Finite Number Density Corrections to Leptogenesis

TL;DR

This paper develops a quantum field theoretical approach to leptogenesis, revealing how quantum statistical effects, especially Bose enhancement, influence lepton asymmetry generation under different washout conditions.

Contribution

It introduces a CTP formalism-based kinetic equation framework for leptogenesis, incorporating quantum statistical corrections and real intermediate state subtraction.

Findings

Quantum statistical corrections can significantly enhance asymmetry in weak washout regimes.

In strong washout regimes, quantum corrections are negligible.

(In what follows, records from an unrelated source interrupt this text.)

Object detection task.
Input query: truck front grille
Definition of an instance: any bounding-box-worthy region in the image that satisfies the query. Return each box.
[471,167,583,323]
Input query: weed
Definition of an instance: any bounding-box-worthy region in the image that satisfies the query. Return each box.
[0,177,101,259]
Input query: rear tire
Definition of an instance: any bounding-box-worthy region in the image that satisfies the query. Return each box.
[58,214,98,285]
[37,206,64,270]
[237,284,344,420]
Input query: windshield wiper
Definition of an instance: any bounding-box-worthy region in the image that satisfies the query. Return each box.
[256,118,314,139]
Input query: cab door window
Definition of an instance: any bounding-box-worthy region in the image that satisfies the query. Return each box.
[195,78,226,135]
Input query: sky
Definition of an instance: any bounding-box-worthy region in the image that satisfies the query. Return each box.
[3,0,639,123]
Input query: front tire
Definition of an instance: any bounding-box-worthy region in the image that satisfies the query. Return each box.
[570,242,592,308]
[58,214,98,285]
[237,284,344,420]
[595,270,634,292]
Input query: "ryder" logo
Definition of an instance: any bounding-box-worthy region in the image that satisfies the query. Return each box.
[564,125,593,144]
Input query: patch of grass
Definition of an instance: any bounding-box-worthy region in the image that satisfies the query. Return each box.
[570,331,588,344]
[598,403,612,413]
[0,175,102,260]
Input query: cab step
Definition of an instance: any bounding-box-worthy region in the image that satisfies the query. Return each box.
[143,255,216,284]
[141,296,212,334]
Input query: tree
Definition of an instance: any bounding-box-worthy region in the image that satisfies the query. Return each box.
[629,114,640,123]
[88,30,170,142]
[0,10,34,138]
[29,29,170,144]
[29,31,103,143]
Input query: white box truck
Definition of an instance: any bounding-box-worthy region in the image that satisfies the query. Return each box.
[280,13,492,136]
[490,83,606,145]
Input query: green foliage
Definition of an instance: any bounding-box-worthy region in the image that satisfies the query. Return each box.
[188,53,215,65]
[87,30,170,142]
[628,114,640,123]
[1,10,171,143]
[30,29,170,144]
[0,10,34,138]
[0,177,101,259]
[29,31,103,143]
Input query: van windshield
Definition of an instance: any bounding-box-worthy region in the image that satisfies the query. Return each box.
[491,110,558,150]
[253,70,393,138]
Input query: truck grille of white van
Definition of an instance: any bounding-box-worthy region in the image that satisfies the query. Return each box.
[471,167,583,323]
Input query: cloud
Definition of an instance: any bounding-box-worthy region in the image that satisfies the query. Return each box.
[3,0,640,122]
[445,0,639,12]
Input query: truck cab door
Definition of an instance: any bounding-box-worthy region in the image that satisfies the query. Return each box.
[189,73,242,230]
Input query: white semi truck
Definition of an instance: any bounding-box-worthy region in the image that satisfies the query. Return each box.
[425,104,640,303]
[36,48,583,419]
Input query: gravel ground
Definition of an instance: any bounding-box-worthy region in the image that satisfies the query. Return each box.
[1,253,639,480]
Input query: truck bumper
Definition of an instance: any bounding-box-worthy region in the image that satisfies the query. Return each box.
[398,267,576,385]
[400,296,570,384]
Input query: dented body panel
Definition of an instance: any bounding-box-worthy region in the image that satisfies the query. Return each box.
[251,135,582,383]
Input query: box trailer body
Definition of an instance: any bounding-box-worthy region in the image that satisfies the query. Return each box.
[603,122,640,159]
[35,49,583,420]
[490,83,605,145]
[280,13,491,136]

The approach aligns with CPT-theorem and extends Boltzmann methods.

Abstract

We derive and solve kinetic equations for leptogenesis within the Closed Time Path (CTP) formalism. It is particularly emphasised how the procedure of real intermediate state subtraction familiar from the Boltzmann approach is realised within the CTP framework; and we show how in time-independent situations, no lepton asymmetry emerges, in accordance with the CPT-theorem. The CTP approach provides new quantum statistical corrections from evaluating the loop integrals. These lead to an enhancement of the asymmetry that is originating from the Bose statistics of the Higgs particles. To quantify this effect, we define and evaluate an effective CP-violating parameter. We also solve the kinetic equations and show explicitly that the new quantum statistical corrections can be neglected in the strong washout regime, while, depending on initial conditions, they can be very sizable for weak washout.